There was a time in my not so far past when I would react to this feeling by burritoing myself in my comforter and canceling all my plans for the rest of the weekend. However, I’m working on keeping my promises to myself and one of those is to be kind to my body. Here are some strategies that actually helped me direct my focus back outward where the blame actually rests with our society and diet culture:
1. Speak your shame: the almighty Brene Brown taught me to speak my shame. Because of the shame associated with being in a larger body, I hardly ever communicate exactly what’s happening in my head during these moments of self loathing. Let your loved and trusted ones know what’s going on inside you. Tell them you’re struggling with body shame and remembering that diet culture is the culprit, not my body, mind, heart, or spirit. Resist the urge to cancel on your friends and yourself. If they really deserve to be on your personal baseball team, they will remind you of how badass you are in your moment of overwhelm. We’re all in this together.
2. You are not a size, you wear a size: Speaking about size as what we “are” (e.g. I am a size 22, I am a size 31, etc.) instead of what we wear has always bothered me. My size does not define my worth, and neither does yours. I wear a Large, not I am a Large. My size is not my identity. Neither is yours.
3. We are all in this together: (Is it obvious that this is my new mantra?) I’m Maegan and I’m here to give you permission to unfollow the accounts on any social media that only serve beauty in the form of white, thin bodies. I now almost exclusively follow body positive accounts that remind me that being thin isn’t always the norm. And that’s okay. If you fill your feed with images steeped in perpetuating diet culture, you will feel bad about yourself. You may be thinking, but that’s what I aspire to, that’s my goal. I’m wondering if you’ve ever stopped to ask yourself why is that your goal? To be healthy? To feel as good as the person in a small body feels (or what we assume is good)? Or is it because we were told that is the most desirable body by society? Maybe sit with that for a while before deciding to alter your social media content. If you can get to that point, the next step is finding community and leaning on that community in moments such as the one I experienced this weekend. I immediately returned home, sat on my couch, and pulled up body positive accounts exclusively to remind me that I’m not alone. Neither are you.
That was hard for me to share. This diet culture runs so deep into my psyche, and everyone’s really, that it’s hard to get some distance to dissect diet culture for what it really is. I’m new to this journey, and I already feel so liberated. I’m finally beginning to get out from under the weight of what society says my body “should” look like.
Thanks for letting me share!
4 thoughts on “Diet Culture in Department Stores”
Wow, I can feel the depth of this as I read, and it brought me to tears. I don’t know a woman that has not experienced this pain, frustration and doubt surrounding their body at some point in their lives, if not on a regular basis, regardless of the size they wear. Thank you for sharing your perspectives and experiences, you are helping me to open my eyes and ask myself some serious questions about how I view my own body.

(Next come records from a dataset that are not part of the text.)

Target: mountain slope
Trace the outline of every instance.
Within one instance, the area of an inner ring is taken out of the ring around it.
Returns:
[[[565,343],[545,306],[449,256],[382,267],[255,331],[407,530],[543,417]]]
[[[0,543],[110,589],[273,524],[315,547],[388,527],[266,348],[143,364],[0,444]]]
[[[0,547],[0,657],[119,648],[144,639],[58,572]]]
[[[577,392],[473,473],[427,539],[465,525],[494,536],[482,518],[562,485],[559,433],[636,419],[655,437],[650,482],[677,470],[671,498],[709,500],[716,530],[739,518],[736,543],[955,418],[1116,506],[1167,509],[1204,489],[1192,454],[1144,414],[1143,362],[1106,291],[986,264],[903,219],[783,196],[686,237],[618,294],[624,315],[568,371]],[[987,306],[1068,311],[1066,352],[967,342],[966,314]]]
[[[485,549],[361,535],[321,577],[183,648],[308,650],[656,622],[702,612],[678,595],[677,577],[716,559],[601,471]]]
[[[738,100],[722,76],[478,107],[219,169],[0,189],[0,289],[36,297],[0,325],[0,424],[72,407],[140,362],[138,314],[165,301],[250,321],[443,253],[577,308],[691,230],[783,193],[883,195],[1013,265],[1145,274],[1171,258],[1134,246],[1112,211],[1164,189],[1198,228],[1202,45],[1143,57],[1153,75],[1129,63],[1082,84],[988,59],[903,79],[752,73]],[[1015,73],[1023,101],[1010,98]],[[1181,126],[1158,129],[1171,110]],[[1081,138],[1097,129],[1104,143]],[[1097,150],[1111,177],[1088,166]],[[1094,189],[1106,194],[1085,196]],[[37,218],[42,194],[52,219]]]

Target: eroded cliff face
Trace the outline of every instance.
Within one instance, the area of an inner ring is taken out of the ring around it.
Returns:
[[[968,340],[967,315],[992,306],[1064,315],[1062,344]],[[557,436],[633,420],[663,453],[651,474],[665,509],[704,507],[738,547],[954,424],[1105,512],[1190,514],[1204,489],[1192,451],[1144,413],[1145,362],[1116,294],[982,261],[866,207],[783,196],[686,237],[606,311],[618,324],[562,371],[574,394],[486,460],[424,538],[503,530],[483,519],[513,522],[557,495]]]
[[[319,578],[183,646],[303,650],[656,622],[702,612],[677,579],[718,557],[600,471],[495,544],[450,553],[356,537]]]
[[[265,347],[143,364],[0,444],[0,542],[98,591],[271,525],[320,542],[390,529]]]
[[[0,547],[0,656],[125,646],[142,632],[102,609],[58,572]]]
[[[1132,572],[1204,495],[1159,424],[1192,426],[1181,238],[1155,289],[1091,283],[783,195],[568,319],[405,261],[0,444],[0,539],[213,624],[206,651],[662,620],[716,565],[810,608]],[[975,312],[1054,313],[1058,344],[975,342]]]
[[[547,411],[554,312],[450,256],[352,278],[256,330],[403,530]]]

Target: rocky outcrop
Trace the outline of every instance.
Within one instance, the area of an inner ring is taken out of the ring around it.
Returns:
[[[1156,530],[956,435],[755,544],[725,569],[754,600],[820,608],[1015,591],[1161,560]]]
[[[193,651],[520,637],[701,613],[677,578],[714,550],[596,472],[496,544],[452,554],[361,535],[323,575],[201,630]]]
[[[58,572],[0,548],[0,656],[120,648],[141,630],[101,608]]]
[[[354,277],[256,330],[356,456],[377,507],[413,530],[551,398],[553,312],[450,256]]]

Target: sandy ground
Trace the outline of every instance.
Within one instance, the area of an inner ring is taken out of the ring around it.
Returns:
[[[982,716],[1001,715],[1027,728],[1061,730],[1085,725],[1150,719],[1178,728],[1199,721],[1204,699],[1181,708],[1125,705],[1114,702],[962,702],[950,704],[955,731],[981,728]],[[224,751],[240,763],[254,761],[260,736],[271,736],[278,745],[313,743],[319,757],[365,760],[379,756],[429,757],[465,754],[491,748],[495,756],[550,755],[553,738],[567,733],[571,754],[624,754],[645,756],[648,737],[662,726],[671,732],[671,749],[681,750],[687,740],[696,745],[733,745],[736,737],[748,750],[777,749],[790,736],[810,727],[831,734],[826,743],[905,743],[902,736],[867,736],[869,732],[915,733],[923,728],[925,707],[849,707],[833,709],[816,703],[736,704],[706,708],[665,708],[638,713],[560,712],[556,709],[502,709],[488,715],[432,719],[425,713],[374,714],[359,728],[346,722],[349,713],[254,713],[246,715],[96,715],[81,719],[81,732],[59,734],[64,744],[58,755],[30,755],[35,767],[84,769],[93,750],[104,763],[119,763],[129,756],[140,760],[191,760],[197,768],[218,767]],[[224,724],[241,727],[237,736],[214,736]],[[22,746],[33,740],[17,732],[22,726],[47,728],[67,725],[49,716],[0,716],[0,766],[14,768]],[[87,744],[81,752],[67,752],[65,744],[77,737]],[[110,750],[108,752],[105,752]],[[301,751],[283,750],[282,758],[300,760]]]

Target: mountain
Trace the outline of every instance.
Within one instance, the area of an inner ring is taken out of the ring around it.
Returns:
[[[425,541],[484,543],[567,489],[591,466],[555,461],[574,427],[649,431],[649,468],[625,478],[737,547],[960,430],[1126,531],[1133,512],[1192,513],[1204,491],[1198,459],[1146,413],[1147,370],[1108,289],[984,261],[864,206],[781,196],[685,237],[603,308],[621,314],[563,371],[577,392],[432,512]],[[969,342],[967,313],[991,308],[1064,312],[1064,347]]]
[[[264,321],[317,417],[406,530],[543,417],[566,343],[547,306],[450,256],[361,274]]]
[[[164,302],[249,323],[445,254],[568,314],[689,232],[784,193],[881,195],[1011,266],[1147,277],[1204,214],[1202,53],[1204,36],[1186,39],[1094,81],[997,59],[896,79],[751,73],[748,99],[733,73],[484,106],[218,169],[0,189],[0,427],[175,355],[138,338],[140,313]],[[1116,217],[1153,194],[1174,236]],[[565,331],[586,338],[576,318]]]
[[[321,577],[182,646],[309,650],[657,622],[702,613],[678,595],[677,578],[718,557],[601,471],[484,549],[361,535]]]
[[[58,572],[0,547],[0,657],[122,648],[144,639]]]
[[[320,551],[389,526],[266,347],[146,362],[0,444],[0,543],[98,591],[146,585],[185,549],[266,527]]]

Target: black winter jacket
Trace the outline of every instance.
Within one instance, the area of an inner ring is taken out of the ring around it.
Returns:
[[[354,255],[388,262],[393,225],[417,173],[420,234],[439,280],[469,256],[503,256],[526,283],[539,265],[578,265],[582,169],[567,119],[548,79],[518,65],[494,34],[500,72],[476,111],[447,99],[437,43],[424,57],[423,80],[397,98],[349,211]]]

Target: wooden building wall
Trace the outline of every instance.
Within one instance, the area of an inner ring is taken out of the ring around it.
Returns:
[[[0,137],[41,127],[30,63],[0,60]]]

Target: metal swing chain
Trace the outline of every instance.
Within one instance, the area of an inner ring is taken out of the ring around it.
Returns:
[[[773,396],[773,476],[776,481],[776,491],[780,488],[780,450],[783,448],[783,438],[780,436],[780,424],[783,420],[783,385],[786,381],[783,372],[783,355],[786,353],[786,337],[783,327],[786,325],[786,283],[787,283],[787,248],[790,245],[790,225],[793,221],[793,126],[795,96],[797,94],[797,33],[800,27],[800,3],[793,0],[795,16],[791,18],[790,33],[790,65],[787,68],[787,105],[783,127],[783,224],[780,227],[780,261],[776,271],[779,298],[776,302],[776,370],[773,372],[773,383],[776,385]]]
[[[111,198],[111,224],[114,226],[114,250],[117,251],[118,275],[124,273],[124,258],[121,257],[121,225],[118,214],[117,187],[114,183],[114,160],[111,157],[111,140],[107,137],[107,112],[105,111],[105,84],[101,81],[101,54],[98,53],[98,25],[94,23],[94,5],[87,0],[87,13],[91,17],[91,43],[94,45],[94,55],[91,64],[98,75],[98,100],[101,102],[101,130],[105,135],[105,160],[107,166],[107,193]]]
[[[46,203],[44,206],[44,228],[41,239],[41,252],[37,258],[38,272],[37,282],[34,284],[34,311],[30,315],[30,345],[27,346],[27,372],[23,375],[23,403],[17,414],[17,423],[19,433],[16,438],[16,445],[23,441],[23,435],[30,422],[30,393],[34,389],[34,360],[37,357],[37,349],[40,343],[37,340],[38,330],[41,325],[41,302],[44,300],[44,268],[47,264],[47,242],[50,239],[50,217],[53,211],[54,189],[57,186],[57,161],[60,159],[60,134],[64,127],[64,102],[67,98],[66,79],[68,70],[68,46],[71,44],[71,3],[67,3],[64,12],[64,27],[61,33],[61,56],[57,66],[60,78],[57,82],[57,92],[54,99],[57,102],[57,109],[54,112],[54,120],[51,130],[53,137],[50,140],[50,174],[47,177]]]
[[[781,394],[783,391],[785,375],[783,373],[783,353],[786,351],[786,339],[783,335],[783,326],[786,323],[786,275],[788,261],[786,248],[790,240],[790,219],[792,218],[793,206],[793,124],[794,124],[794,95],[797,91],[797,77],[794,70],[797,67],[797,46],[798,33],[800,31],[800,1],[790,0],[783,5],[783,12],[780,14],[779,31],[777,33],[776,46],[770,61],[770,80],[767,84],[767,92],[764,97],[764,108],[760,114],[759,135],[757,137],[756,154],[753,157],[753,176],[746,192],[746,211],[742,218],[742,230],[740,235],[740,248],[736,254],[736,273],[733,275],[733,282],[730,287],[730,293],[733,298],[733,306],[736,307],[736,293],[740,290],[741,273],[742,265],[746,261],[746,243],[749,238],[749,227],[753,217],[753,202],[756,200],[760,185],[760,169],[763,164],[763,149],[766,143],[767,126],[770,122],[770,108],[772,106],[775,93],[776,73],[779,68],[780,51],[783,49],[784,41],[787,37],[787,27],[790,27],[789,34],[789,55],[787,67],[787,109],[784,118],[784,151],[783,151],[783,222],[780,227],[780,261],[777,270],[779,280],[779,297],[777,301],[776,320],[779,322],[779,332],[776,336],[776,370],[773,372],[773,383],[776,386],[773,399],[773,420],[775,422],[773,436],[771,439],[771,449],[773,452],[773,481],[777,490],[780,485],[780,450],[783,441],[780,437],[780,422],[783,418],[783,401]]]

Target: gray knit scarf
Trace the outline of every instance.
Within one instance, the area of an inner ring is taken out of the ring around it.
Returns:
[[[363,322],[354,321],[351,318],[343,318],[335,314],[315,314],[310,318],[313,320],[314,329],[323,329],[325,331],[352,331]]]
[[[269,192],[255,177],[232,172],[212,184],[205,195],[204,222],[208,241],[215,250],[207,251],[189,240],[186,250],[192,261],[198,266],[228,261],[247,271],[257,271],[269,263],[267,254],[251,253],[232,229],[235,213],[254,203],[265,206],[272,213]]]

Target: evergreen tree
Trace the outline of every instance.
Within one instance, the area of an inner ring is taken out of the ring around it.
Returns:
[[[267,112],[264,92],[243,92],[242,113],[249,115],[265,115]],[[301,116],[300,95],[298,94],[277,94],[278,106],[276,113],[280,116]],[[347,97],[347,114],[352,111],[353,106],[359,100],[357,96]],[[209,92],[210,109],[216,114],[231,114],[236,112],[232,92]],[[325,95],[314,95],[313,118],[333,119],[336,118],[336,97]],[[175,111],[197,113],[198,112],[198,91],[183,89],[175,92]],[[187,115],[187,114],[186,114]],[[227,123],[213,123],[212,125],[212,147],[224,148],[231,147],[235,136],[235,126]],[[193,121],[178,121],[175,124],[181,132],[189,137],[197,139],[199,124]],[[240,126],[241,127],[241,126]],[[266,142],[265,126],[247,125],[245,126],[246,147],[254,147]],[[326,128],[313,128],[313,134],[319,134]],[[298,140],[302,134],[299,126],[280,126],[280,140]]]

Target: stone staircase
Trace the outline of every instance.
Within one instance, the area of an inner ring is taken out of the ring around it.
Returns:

Reading your response brought me to tears. A lifetime of pain that most of us collectively share. We’re all in this together. Thank you for reading, dear friend.
Why not just get used to eating less if you hate being fat? Be proactive. You have a good addiction. Hating an imaginary man just makes you look insane
Hi friend. I feel there are some things I should clarify. I do not hate my body, I love her so, so much. I do not want her to change based on society’s conception of what beauty is, or at all really. Thanks for reading!